Soon sweet Audrey will be on her way from Daisy Hill Poodles to my home. She’ll be 5 Monday. Younger than the ones I’ve lost. She’s gorgeous! And from what the breeder says–a very sweet girl. Hopefully, she’ll arrive next Friday. And then life will be good again. I still miss the little ones I’ve lost, and always will, but I also miss having a canine companion. And I’m ready now to welcome one into my home and into my heart. I pray I have what it takes to keep her well and happy for a long time. She’ll be my reason for getting up in the morning.
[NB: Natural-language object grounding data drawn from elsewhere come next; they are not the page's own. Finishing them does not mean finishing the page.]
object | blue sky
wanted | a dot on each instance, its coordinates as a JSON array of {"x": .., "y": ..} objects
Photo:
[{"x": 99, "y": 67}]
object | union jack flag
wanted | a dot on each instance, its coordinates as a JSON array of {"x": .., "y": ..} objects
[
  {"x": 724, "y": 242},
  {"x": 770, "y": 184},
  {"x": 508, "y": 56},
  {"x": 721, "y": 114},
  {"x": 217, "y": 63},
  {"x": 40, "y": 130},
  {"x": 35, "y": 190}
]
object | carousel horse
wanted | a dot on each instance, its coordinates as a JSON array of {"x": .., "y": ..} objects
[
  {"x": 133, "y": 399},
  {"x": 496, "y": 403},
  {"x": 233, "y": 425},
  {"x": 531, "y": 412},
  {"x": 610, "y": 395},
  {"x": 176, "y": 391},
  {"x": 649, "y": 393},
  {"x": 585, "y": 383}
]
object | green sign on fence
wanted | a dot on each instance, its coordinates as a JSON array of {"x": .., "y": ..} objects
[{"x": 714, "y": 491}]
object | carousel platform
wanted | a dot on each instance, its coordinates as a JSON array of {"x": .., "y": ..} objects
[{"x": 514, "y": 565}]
I’m grateful to Linda for entrusting me with another of her sweet babies.
I’ve shrunk with age; parts of me have fallen, and wrinkled and changed in other ways; but my mind, heart and soul are ageless.
I’m unable to go very far without a walker or wheelchair.
It’s no longer safe for me to drive.
I have to break up tasks with periods of rest.
As my friends and family pass away, I’m becoming more and more isolated.
I have medical problems that will never be cured.
I am no longer desirable.
I’m lonely, sorrowful, regretful for past thoughts and deeds.
But I own my own home.
I feed and dress myself every day.
I prepare healthy, tasty meals.
I have a library of books I’m reading through.
Nature is always there.
I can still learn
and embrace the beauty of the world.
I have friends I visit with on the phone.
I can stop expecting a better me,
a richer life,
the sun always shining.
I can be in each moment
accept my life as it is,
forgive myself and others.
I have much to be grateful for.
The amazing thing is–
Joy! I’m here!
Sat on the deck again today taking pleasure in the sights and sounds & enjoying the rhythms of spring. So good to be outside, feeling connected to the earth. Betsy found a shady spot near my wheelchair and Muffy relaxed in the sunshine. All worries set aside. The joy of belonging! I must do this every possible day. What inertia, what fear holds me back? Such a simple, natural thing to do but extraordinary for me. I feel the keys turning and the door to my self-made prison slowly opening.